There are 4,896 Māori and Pasifika club rugby players in Northland across all age groups. If just three members from each whanau are vaccinated, along with each of the 2,843 players over 12, that would lead to over 17,500 vaccinations.
“It’s no secret that these are the hard-to-reach people with this vaccination roll-out,” said Mr Cleave. “Māori and Pasifika communities in Northland are trailing by a significant margin other ethnic groups when it comes to being vaccinated against COVID-19. The important thing is to get as many people vaccinated as possible. Who wants more Level Four? We certainly don’t. We’re delighted to be able to use the power of club rugby to help make that happen.”
If rugby players from all racial groups are taken into account the ‘Take 2 for The Team’ initiative could see more than 29,000 Northlanders jabbed and more than $580,000 going to participating clubs and schools.
“If Rugby for Life and the ‘Take 2 for The Team’ campaign can deliver 29,000 shoulders to be jabbed twice, that’s 58,000 doses,” Mr Cleave said. “We believe this is something worth trying to achieve and we ask all Northland sporting clubs, regardless of the code, to join our rolling maul and help get us over that line.”
Mr Cleave said there had been no local, regional or national government involvement in the development of the ‘Take 2 for The Team’ initiative.
“This is something that we, as a rugby community, have created with the help and support of our eight Māori health provider partners and other sporting codes.”
‘Take 2 for The Team’ will encourage and enable sporting club members, regardless of which sport they play, to head into their local Māori health provider to be vaccinated. But it will also take the vaccination programme to the wider Northland community directly by using sporting club functions and the region’s most high-profile sporting events.
“For instance, club rugby games and other functions will easily attract anywhere between 50 and 500 people so we will be there with the awesome teams from our Māori health provider partners, encouraging and persuading people to do the right thing,” Mr Cleave said.
“Likewise, large numbers of family and whanau attend key fixtures such as the Northland Under-16s rugby final and equally significant matches played by other sports. So we’ll be running out with other sporting bodies such as Northland Hockey to use the pulling power and the magic of sport to help get Northland to that 90 percent mark by Christmas.”
Leading Northland rugby players are fronting the programme to encourage their fans to ‘Take 2 for The Team’. Community leaders are also lending their faces, voices and mana to the initiative.
A special ‘Take 2 for The Team’ website (www.take2fortheteam.kiwi) has been produced to tell people where their nearest Māori health provider is, and how to get there.
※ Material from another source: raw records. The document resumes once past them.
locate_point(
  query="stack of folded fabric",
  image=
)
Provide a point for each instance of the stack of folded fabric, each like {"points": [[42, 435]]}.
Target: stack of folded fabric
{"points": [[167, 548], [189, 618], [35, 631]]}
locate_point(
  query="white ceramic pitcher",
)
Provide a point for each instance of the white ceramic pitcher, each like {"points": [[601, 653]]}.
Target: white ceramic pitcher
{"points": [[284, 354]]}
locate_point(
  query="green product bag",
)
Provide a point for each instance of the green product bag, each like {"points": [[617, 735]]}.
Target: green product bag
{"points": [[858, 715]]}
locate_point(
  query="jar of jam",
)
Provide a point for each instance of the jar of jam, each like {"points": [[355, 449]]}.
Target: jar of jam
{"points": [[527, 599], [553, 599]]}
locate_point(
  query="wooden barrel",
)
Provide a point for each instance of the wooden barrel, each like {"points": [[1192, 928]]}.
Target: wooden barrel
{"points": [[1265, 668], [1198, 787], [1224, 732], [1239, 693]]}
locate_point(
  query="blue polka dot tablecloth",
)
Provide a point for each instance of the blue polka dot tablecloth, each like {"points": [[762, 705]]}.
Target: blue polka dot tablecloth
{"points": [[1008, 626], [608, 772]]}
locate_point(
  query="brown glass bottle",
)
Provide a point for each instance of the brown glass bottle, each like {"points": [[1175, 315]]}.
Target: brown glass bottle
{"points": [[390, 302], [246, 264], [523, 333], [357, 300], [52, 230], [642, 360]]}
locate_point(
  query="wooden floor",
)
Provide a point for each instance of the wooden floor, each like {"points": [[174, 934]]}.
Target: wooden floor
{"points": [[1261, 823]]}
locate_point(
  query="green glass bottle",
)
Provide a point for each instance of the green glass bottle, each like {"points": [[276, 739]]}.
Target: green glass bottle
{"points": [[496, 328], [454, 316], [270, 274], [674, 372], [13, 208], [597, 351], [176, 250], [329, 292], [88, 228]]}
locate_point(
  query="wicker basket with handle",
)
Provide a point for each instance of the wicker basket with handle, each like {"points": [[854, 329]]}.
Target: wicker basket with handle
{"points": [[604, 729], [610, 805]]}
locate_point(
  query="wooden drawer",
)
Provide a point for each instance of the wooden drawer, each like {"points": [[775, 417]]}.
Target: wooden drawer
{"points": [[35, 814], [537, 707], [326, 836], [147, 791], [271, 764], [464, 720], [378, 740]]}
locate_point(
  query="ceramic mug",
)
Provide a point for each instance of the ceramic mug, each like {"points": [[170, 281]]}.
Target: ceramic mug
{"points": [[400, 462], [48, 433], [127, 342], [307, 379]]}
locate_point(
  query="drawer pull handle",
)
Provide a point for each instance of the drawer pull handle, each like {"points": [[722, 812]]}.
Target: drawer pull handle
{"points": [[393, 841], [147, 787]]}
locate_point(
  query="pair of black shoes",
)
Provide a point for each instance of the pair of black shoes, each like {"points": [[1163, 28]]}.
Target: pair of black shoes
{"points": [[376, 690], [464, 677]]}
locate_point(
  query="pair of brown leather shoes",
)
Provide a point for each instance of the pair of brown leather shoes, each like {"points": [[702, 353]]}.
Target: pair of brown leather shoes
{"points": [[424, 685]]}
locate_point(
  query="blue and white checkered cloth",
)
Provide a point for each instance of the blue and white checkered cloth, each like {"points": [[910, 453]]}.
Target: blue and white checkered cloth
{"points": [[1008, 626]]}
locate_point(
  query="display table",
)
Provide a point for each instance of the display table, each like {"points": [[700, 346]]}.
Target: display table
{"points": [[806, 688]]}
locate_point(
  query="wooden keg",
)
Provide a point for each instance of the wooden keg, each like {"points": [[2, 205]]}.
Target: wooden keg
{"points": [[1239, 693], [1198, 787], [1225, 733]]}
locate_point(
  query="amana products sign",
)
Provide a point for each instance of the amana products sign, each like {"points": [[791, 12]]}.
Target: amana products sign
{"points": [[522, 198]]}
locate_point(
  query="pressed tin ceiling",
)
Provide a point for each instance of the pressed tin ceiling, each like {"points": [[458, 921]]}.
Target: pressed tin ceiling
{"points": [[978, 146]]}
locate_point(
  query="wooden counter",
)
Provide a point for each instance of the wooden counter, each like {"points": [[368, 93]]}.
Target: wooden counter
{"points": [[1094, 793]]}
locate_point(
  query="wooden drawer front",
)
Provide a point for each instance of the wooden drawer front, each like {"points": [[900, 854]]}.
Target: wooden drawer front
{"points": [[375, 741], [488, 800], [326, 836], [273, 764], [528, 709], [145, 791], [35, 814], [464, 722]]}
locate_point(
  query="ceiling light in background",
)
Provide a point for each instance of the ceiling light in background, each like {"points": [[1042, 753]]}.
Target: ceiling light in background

It also includes a list of the sporting events at which the initiative will be present and any instructions about how to get vaccinated there.
Mr Cleave said the initiative had decided on a ‘walk in’ and ‘walk over’ approach.
“We’ve seen that an appointments system just doesn’t work for these hard-to-reach groups. There are heaps of reasons for this and we’re just not interested in trying to mitigate. So instead we’ll be inviting, urging and encouraging people simply to walk over to us at a rugby match, a hockey match, a netball game, wherever, and get their jabs. If they give us the name of their sporting club, whatever the code, that club will get $10 for every jab they get. Simple as that.”
“The point is to make it as quick, easy, convenient and hassle-free for as many people as possible. This is Northland v. COVID and we’re going to make it as easy as possible for our people to ‘Take 2 for The Team’.”